---
title: "Combination features"
output: rmarkdown::html_vignette
vignette: >
  %\VignetteIndexEntry{Combination features}
  %\VignetteEngine{knitr::rmarkdown}
  %\VignetteEncoding{UTF-8}
---

```{r, include = FALSE}
knitr::opts_chunk$set(
  collapse = TRUE,
  comment = "#>"
)
```

*Combination features* are those which have `transformation_type` equal to `combine_linear`, `combine_min`, and `combine_max`.
These features use the values of two or more subfeatures to create a new feature.
Because the form of the JSON required for combination features differs from those of all other features, they are given special attention in this vignette.

```{r setup}
library(eider)
```

## JSON structure

Of all the top-level JSON keys specified in the [feature overview](features.html), only `output_feature_name` and `transformation_type` are still required for combination features.
As before, `output_feature_name` is the name of the feature that will be created.
The value of `transformation_type` can be:

* `combine_linear`: calculate a linear combination of the features
* `combine_min`: calculate the minimum of the features
* `combine_max`: calculate the maximum of the features

On top of these, combination features require a `subfeature` key, which is itself a JSON object.
Its keys can be any string (though it helps to be descriptive), and its values are the JSON objects which define those subfeatures, _sans_ `output_feature_name` (because those are not required).
Note that each subfeature may have a different `source_table` key, which allows the subfeatures to come from different input tables.

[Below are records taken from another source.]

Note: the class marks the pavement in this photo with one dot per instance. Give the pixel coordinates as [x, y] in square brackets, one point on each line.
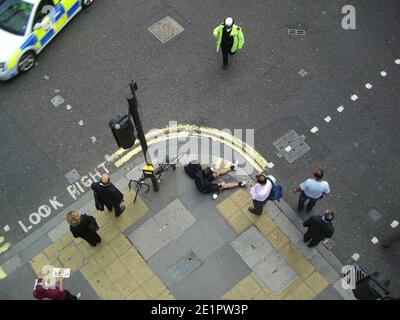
[276, 85]
[180, 244]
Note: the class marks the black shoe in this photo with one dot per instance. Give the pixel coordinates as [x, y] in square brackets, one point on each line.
[253, 211]
[121, 211]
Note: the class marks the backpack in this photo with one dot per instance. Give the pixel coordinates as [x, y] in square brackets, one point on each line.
[276, 191]
[199, 181]
[192, 168]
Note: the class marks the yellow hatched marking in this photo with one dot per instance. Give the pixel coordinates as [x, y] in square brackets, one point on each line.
[5, 247]
[179, 132]
[2, 273]
[218, 163]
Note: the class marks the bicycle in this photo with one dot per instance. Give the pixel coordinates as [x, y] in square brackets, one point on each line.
[163, 167]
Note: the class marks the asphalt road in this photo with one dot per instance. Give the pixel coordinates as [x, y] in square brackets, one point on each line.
[90, 64]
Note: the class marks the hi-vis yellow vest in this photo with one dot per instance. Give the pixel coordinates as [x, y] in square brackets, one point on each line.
[236, 33]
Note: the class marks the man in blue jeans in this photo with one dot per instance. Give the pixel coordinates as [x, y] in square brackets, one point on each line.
[312, 190]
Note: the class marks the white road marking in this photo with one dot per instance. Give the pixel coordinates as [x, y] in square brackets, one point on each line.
[270, 165]
[314, 130]
[394, 224]
[355, 256]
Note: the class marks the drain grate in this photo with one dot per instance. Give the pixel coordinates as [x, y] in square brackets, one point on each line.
[166, 29]
[57, 101]
[374, 215]
[73, 176]
[184, 267]
[296, 32]
[291, 146]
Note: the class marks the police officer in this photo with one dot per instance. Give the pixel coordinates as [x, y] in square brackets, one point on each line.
[230, 38]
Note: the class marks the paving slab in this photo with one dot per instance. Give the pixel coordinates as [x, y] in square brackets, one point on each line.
[149, 238]
[252, 247]
[275, 273]
[217, 274]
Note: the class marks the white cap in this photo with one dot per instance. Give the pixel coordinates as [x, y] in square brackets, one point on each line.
[228, 22]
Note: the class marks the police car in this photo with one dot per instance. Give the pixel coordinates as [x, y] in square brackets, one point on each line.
[27, 26]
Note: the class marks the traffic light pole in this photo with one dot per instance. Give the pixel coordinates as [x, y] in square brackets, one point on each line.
[134, 112]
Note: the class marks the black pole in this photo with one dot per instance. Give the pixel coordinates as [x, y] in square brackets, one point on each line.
[134, 112]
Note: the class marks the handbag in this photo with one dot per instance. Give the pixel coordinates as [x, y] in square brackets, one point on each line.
[93, 226]
[99, 205]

For linear combinations, each subfeature must further contain a `weight` key, which is a number that determines the coefficients of each feature in the linear combination.

## Minimum and maximum combination

As before, let's make up some data to illustrate this.

```{r}
input_table <- data.frame(
  id = c(1, 1, 1, 1, 2, 2, 2, 2),
  diagnosis = c("A", "A", "A", "A", "A", "A", "B", "B")
)

input_table
```

Suppose we want to find the number of times a patient has been diagnosed with "A" or the number of times they have been diagnosed with "B", whichever is *greater*.

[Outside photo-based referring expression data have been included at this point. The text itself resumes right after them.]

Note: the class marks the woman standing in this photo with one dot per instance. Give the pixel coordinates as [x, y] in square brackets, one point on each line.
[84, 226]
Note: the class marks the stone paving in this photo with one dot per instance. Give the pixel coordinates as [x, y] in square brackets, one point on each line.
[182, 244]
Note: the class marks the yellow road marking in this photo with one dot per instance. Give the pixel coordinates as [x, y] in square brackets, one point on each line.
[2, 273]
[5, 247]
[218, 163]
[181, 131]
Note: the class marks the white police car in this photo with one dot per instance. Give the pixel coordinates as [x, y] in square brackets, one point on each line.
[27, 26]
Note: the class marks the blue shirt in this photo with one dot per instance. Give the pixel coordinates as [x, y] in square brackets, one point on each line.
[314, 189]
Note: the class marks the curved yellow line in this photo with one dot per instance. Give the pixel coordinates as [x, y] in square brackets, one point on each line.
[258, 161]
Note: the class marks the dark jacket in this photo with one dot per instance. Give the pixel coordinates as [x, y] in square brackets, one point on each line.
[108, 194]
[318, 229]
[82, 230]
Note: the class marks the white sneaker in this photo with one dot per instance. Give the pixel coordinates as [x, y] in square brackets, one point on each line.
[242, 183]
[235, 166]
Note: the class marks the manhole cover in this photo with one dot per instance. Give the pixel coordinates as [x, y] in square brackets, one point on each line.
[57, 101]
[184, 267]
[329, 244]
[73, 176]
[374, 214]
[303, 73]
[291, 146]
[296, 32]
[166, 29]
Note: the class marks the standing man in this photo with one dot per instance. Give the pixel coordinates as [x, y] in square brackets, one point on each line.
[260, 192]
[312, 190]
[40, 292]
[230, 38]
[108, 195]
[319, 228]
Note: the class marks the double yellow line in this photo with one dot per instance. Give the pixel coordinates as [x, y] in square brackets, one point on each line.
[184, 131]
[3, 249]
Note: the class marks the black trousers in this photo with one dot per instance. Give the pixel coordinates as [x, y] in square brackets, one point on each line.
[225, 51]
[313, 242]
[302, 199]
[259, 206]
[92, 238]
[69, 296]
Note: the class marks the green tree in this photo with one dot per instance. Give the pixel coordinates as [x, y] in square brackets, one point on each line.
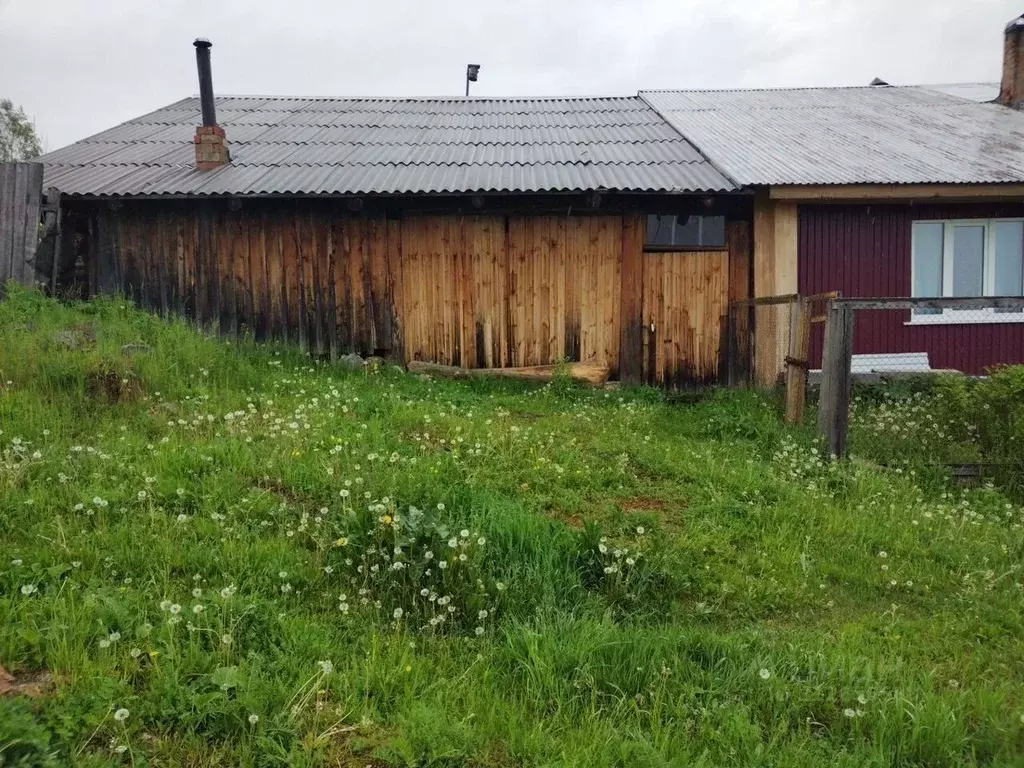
[17, 134]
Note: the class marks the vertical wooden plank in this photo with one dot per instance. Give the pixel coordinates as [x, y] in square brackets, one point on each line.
[17, 193]
[796, 374]
[6, 224]
[395, 288]
[517, 317]
[257, 275]
[276, 275]
[316, 242]
[834, 411]
[33, 202]
[331, 289]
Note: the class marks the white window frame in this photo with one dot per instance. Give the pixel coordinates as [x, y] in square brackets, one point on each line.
[962, 316]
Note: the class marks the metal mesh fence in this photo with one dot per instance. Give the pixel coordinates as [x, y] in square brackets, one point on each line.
[897, 346]
[775, 342]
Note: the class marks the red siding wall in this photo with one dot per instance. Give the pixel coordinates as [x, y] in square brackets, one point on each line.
[864, 251]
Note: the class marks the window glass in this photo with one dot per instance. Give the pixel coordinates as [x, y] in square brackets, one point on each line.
[1009, 267]
[686, 231]
[969, 260]
[928, 237]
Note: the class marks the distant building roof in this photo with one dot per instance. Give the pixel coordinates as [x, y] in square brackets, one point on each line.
[391, 146]
[871, 134]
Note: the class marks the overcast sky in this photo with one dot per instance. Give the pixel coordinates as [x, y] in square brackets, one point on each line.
[79, 67]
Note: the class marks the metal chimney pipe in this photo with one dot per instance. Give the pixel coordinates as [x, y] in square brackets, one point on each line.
[205, 80]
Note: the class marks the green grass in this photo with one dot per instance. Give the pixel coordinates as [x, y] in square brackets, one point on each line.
[665, 585]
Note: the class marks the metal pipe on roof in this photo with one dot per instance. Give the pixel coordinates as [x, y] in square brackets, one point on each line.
[205, 80]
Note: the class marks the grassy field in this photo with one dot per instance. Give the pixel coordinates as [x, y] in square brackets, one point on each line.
[216, 554]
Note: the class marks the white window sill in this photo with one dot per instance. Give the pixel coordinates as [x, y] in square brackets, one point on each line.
[950, 317]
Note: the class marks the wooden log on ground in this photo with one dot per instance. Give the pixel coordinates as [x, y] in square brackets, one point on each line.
[580, 372]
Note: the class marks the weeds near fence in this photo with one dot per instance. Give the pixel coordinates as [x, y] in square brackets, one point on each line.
[241, 564]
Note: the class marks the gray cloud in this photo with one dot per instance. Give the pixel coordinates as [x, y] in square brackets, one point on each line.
[81, 66]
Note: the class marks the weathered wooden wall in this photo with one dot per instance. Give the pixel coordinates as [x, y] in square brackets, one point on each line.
[20, 197]
[474, 290]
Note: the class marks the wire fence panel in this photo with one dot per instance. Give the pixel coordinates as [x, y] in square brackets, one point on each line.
[936, 352]
[771, 344]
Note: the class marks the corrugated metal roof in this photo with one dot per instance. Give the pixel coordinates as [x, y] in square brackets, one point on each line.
[352, 146]
[903, 134]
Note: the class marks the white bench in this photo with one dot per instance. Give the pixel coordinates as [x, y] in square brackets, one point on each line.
[903, 363]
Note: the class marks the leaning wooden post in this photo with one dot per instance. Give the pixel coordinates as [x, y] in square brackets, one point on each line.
[834, 408]
[796, 361]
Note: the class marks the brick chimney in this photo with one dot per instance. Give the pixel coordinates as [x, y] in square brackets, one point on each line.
[1012, 87]
[211, 143]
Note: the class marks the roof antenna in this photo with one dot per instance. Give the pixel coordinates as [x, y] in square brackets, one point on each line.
[472, 72]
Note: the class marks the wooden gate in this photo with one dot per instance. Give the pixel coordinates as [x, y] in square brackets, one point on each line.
[20, 197]
[685, 303]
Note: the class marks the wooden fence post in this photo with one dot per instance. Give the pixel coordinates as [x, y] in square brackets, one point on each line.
[797, 363]
[834, 408]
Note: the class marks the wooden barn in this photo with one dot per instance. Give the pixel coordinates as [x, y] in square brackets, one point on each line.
[476, 232]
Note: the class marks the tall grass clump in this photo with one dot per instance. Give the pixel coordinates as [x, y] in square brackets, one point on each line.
[218, 553]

The number of "A" diagnoses would ordinarily be specified using the following JSON:

```json
{
    "output_feature_name": "num_A",
    "source_table": "input_table",
    "transformation_type": "count",
    "absent_default_value": 0,
    "grouping_column": "id",
    "filter": {
        "column": "diagnosis",
        "type": "in",
        "value": ["A"]
    }
}
```

and the number of "B" diagnoses would be exactly identical to this, except with "A" replaced with "B".

The combination feature we seek can thus be specified as in [`json_examples/combination1.json`](https://github.com/alan-turing-institute/eider/blob/main/vignettes/json_examples/combination1.json).
Each subfeature is exactly the same as above, except that the `output_feature_name` key is omitted:

```{r comment='', echo=FALSE}
writeLines(readLines("json_examples/combination1.json"))
```

Running this gives us the expected values of 4 and 2 for the two patients respectively:

```{r}
results <- run_pipeline(
  data_sources = list(input_table = input_table),
  feature_filenames = "json_examples/combination1.json"
)

results$features
```

## Linear combination

Linear combinations allow you to calculate, for example, a weighted sum of two features.
Suppose we want to assign a score of 10 for every "A" diagnosis and 20 for every "B" diagnosis.
We can use the same JSON as above, but with two minor modifications:

* the `transformation_type` key set to `combine_linear`
* the `weight` key is added to each subfeature, with an appropriate value

The result is [`json_examples/combination2.json`](https://github.com/alan-turing-institute/eider/blob/main/vignettes/json_examples/combination2.json):

```{r comment='', echo=FALSE}
writeLines(readLines("json_examples/combination2.json"))
```

and running it:

```{r}
results <- run_pipeline(
  data_sources = list(input_table = input_table),
  feature_filenames = "json_examples/combination2.json"
)

results$features
```

Note that for a simple unweighted sum of features, all weights can be set to 1; and to take the difference between two features, one weight can be set to 1 and the other to -1.


## See also

[Feature 3 in the LTC example vignette](examples_ltc.html#feature-3-number-of-conditions) is an example of a combination feature, in this case, a sum of three subfeatures.